Désormais, les fonctionnaires congolais travailleront du lundi au vendredi, de 08 heures à 17 heures, avec une pause déjeuner à 12 heures, tandis que les bureaux de l’État seront fermés les samedis. Cette réforme s’accompagne de règles strictes concernant la ponctualité et l’utilisation des téléphones portables et des réseaux sociaux pendant les heures de service.
Si cette mesure vise à améliorer la productivité et la discipline au sein de l’administration, elle soulève également des questions quant à son impact sur la vie quotidienne des fonctionnaires et sur l’organisation du travail. En effet, certains agents craignent que cette nouvelle organisation du temps de travail ne soit pas adaptée à leurs contraintes personnelles et familiales.

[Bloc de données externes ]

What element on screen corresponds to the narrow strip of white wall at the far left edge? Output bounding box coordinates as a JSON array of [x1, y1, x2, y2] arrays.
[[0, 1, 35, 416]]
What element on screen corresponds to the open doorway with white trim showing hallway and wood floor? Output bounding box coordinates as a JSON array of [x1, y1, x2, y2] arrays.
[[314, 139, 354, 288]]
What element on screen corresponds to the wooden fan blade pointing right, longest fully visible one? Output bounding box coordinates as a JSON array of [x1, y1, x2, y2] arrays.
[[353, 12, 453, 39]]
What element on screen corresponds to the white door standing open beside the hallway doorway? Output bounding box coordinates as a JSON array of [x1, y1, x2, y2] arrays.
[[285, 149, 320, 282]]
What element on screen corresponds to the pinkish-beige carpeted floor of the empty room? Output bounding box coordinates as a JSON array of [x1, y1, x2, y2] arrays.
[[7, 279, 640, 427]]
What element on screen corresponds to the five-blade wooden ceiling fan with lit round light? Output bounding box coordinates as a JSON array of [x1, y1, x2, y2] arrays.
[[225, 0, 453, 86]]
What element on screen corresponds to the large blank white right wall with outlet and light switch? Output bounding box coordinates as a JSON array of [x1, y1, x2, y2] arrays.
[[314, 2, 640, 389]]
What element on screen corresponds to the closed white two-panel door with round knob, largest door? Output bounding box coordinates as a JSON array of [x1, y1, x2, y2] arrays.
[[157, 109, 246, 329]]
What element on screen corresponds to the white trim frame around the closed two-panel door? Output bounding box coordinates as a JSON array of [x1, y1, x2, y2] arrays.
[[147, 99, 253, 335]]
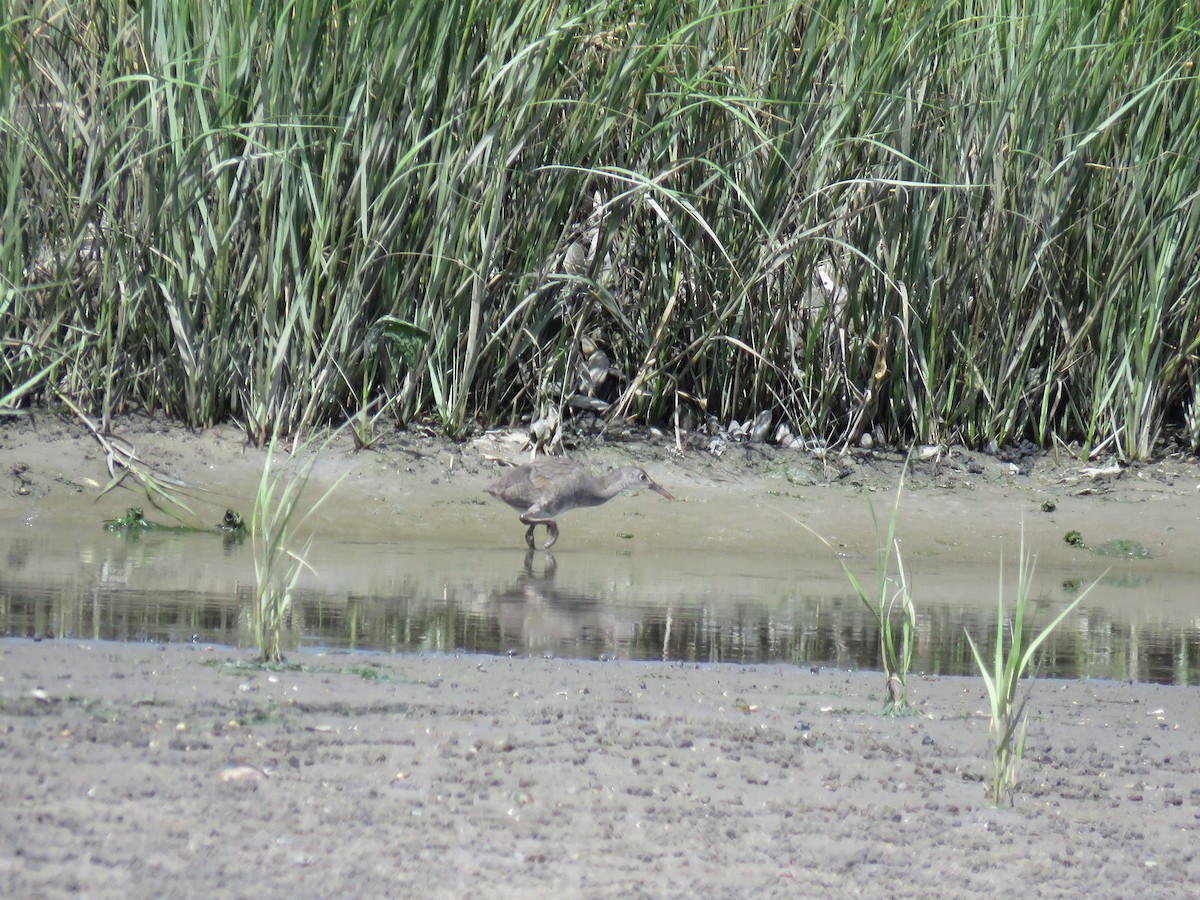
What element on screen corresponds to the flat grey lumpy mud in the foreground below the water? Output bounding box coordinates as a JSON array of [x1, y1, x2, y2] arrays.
[[0, 641, 1200, 898]]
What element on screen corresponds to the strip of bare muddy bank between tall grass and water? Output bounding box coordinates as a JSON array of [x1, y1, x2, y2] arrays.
[[7, 414, 1200, 572]]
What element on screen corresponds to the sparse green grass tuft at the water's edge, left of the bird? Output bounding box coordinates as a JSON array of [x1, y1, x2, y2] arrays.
[[251, 432, 344, 664]]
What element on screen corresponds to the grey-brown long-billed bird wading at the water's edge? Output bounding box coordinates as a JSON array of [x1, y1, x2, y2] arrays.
[[484, 456, 674, 550]]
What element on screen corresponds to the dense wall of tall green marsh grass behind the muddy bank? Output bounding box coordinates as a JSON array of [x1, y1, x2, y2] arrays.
[[0, 0, 1200, 458]]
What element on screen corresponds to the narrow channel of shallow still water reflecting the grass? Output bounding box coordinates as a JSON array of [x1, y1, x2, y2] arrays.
[[0, 528, 1200, 684]]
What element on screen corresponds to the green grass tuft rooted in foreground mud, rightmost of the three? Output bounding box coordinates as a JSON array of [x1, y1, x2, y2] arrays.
[[964, 529, 1104, 805]]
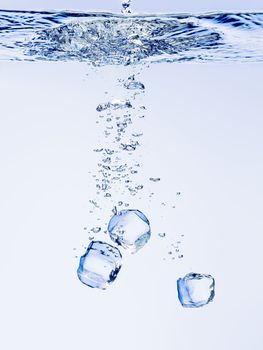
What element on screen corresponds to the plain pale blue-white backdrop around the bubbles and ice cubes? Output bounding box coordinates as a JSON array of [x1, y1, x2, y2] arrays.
[[0, 1, 263, 350]]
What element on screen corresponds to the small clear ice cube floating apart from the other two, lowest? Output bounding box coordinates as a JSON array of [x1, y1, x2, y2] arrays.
[[177, 272, 215, 308]]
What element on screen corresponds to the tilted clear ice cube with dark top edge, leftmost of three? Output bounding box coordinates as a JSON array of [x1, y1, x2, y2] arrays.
[[77, 241, 122, 289]]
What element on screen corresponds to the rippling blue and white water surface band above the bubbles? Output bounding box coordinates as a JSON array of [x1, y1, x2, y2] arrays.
[[0, 9, 263, 66]]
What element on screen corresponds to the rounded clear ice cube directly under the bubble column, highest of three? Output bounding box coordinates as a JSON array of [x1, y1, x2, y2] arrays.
[[108, 209, 151, 254]]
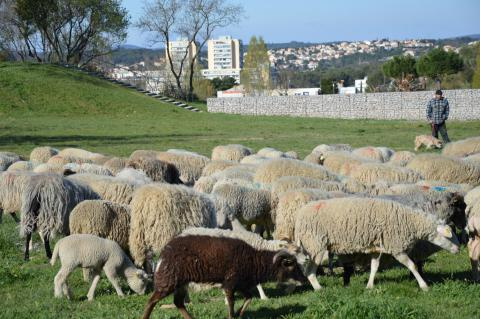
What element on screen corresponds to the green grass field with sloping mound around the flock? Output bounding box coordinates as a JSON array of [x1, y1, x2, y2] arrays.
[[0, 63, 480, 318]]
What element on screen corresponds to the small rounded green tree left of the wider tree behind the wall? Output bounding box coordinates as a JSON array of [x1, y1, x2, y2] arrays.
[[382, 55, 417, 91]]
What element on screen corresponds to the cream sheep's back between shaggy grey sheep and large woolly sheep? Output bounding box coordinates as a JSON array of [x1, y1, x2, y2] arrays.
[[69, 174, 143, 205]]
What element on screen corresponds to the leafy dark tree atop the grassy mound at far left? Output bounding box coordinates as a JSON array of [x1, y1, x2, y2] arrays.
[[12, 0, 128, 65]]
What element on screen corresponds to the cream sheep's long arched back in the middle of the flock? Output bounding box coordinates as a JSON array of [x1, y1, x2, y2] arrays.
[[254, 159, 337, 184]]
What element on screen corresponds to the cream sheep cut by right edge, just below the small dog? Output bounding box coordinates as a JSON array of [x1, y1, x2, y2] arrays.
[[407, 154, 480, 186]]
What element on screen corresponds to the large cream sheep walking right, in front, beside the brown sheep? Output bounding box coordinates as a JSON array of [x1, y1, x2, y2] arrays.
[[295, 198, 459, 290]]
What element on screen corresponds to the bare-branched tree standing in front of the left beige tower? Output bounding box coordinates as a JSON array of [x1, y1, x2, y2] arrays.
[[136, 0, 243, 99]]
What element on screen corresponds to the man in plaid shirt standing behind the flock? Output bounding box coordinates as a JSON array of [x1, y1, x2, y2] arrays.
[[427, 90, 450, 143]]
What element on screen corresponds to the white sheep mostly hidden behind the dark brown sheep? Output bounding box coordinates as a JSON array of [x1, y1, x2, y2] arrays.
[[180, 228, 309, 300]]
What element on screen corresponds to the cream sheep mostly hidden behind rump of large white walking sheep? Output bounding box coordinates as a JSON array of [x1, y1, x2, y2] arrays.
[[273, 188, 332, 242]]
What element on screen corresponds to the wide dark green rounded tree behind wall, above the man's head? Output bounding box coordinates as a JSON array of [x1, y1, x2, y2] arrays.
[[417, 48, 463, 79]]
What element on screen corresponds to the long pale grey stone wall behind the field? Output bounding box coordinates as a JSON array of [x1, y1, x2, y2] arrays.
[[207, 90, 480, 121]]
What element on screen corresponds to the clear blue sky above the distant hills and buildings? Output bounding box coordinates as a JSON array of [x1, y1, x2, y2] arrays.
[[122, 0, 480, 47]]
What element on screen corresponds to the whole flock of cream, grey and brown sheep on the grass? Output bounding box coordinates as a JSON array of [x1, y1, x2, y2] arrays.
[[0, 137, 480, 318]]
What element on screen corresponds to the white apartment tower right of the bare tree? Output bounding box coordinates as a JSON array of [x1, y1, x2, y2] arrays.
[[202, 36, 243, 83]]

Par ailleurs, certains observateurs soulignent que cette réforme pourrait avoir des conséquences positives sur l’économie congolaise en encourageant une meilleure gestion du temps et une plus grande efficacité au sein de l’administration. Cependant, d’autres s’inquiètent des possibles abus et discriminations liés à l’application stricte de ces nouvelles règles.
En définitive, l’instauration de la semaine anglaise dans l’administration publique congolaise suscite des réactions contrastées, entre espoirs de modernisation et craintes d’une rigidification excessive. Il reste à voir comment cette mesure sera mise en œuvre et quel impact elle aura réellement sur le fonctionnement de l’administration et sur la vie des fonctionnaires congolais.